The ninth took place on November 8, 2018, and the fire, the Camp Fire, burned 20,000 acres on the first day.
Top 20 fires
Within the top 20 of the fires in Butte County, there are six that have no names and were between 1917 and 1931. In total, it burned 117,338 acres, the largest of which was a 1931 fire that burned 42,078 acres. , which is now the seventh largest in the country’s history. The province cites the cause of the fire as diverse – the same cause as Milk Ranch Fire.
The fire in 1931 remained the largest in the country’s history until the Campbell Fire.

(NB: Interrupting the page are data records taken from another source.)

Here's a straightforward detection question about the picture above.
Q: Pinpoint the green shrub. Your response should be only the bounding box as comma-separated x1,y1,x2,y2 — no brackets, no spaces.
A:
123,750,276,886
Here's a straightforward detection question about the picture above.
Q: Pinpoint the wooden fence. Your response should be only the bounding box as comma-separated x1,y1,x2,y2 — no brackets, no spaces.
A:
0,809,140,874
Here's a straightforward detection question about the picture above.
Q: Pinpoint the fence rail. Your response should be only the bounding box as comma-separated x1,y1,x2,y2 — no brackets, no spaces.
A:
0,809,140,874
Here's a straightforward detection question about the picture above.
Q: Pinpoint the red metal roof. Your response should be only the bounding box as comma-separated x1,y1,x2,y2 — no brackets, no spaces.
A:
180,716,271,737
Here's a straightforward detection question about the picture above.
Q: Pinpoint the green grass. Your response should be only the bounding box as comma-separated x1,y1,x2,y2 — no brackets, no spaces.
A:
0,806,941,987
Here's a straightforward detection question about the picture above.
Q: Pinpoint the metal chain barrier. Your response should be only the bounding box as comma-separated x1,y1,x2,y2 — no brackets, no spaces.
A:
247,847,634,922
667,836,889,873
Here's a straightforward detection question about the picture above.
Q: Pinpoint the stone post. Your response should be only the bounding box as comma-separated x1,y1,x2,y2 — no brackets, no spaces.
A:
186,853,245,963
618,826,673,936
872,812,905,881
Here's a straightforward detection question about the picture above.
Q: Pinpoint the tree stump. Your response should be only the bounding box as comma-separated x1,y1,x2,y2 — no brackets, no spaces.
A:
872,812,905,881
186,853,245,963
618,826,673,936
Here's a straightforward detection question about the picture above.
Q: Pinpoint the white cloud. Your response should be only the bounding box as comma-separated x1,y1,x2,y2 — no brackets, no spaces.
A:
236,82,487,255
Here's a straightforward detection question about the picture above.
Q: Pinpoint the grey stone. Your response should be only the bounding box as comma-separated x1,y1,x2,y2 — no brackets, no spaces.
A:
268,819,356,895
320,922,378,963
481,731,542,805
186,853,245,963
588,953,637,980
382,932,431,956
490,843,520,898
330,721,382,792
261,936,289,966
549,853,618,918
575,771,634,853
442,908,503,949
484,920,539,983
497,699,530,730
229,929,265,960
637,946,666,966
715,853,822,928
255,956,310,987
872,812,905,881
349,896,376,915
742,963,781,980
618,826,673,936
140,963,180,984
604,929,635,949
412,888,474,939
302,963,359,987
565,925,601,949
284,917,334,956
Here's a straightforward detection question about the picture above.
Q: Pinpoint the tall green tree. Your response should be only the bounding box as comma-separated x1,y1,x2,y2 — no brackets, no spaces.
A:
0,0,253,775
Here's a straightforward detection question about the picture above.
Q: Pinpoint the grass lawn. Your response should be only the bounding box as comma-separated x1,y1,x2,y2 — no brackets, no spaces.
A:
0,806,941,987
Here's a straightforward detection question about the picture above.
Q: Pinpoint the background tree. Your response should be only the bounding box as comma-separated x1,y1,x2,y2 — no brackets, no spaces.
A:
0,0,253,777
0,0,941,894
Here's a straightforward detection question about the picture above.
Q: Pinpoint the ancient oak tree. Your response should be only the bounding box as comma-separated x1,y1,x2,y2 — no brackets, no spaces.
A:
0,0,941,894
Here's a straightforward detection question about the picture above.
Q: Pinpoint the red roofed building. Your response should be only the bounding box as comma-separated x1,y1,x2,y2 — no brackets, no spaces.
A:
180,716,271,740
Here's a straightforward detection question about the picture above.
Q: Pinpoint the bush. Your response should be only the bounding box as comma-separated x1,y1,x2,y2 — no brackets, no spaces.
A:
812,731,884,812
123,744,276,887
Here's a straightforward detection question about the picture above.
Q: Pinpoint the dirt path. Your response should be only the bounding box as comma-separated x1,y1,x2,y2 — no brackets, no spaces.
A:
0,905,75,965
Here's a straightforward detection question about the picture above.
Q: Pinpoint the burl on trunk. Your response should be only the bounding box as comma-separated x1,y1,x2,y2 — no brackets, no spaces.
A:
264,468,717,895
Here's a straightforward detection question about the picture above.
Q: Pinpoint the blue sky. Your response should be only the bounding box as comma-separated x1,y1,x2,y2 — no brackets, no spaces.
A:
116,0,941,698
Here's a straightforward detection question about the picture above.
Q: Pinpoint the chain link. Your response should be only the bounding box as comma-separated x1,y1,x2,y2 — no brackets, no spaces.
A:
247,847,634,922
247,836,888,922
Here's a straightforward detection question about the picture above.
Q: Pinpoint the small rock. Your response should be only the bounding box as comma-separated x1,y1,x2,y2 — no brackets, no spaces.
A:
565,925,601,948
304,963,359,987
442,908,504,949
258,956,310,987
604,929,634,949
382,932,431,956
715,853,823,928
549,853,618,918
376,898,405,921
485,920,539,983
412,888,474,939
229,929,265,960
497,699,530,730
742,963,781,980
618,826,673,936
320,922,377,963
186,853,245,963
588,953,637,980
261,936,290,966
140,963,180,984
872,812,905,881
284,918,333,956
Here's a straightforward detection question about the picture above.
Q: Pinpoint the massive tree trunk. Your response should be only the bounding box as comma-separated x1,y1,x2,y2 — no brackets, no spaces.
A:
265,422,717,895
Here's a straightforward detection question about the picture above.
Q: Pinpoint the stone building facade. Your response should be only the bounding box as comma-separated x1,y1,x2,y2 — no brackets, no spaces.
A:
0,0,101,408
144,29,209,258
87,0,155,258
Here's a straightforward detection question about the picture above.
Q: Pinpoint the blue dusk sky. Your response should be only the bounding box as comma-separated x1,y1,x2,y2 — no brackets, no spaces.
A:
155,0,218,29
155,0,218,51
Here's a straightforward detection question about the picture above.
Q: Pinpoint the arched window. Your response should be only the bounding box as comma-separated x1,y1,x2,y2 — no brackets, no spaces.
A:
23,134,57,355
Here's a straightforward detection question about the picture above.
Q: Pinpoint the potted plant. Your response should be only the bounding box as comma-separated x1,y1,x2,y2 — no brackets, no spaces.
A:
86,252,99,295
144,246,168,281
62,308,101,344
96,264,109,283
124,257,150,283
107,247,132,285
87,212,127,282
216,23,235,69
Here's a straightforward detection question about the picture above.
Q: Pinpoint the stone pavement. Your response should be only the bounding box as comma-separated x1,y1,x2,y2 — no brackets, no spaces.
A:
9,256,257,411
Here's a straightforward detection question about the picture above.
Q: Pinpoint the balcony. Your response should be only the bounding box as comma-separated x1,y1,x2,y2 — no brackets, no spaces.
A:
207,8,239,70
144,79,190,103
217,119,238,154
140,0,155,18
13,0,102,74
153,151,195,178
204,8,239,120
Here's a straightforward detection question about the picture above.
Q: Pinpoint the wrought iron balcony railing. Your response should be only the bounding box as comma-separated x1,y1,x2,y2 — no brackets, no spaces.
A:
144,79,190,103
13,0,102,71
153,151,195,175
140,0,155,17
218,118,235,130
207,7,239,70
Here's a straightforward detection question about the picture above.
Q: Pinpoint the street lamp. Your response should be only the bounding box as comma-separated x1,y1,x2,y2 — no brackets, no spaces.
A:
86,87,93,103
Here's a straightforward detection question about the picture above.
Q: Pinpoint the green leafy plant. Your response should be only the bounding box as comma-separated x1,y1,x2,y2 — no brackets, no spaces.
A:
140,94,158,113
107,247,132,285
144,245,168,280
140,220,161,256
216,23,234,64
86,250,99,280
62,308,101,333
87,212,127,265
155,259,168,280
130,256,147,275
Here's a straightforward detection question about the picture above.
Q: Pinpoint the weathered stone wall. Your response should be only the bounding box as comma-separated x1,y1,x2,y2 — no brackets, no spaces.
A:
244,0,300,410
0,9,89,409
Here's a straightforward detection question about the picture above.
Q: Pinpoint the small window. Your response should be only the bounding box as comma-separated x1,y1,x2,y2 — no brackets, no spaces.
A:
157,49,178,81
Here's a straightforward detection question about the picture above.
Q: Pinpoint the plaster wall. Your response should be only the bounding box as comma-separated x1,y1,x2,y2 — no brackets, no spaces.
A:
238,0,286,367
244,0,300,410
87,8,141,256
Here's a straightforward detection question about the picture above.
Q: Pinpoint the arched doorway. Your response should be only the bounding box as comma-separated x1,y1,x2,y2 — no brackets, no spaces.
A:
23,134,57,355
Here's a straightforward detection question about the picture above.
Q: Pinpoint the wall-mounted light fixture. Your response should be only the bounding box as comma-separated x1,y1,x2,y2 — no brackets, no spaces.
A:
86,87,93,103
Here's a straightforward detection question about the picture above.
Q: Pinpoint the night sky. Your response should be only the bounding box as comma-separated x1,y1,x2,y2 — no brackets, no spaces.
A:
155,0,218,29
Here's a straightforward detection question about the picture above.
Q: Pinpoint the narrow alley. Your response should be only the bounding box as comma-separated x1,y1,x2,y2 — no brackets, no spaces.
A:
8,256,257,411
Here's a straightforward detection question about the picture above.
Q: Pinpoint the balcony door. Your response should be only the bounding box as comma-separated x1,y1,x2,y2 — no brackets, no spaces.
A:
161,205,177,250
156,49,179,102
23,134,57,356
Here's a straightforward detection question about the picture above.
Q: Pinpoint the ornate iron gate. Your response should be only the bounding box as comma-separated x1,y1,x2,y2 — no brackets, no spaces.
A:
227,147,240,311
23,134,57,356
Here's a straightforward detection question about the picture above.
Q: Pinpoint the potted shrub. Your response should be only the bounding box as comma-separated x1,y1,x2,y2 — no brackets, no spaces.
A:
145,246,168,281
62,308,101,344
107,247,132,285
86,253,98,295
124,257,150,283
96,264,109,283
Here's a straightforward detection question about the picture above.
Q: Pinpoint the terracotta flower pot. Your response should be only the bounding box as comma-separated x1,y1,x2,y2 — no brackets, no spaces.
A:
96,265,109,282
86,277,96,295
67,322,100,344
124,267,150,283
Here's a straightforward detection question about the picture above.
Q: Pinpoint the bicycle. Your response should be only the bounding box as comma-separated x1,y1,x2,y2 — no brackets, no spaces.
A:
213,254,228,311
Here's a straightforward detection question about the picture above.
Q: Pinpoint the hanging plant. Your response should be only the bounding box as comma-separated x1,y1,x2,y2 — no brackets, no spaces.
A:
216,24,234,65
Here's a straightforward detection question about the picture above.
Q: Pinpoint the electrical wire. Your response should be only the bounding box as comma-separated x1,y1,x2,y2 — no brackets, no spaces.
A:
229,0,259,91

These are the top 20 fires in order of size:
- North complex; 17 August 2020; caused by lightning; 318,935 hectares
- Dixie Fire; 13 July 2020; cause is investigated; 221 504 hectares and count *
- Campfire; 8 November 2018; caused by a power line; 153 336 hectares
- Campbell Fire; 13 August 1909; caused by equipment use; 131,504 hectares
- Storrie Fire; 17 August 2000; cause was of the railway; 56 076 hectares
- BTU Lightning Complex; 2 July 2008; caused by lightning; 53,699 hectares
- Untitled Fire, 1931; diverse cause; 42 078 hectares
- Goats Fire; 23 August 1999; caused by lightning; 34 236 hectares
- Nameless fire 1927; unknown / unknown cause; 27,841
- Humboldt fire; 11 June 2008; caused by arson; 23 344 hectares
- Nameless fire 1918; diverse cause; 22 232 hectares
- Milk Ranch Fire; September 11, 1951; diverse cause; 21,979 hectares
- Muwwe; 23 August 1999; caused by lightning; 16,757 hectares
- Cascade fire; October 8, 2017; unknown / unknown cause; 16 141 hectares
- Scotch Fire; June 21, 2008; caused by lightning; 13,008 hectares
- Nameless fire 1917; diverse cause; 12 701 hectares
- Nameless fire 1926; diverse cause; 12,536 hectares
- South-Frey Fire; June 21, 2008; caused by lightning; 12,402 hectares
- Pine Creek Fire; 21 July 1943; unknown / unknown cause; 11 360 hectares
- Doe Mill fire; 23 August 1999; caused by lightning; 10 857 hectares
* PG&E has indicated that its equipment may have started the Dixie Fire.
Fire no. 4 to no. 10 burned 368,768 acres. The North Complex burned 318,935 by itself.
Collectively, the camp, Dixie and North Complex fires have burned 689,852 acres since 2018.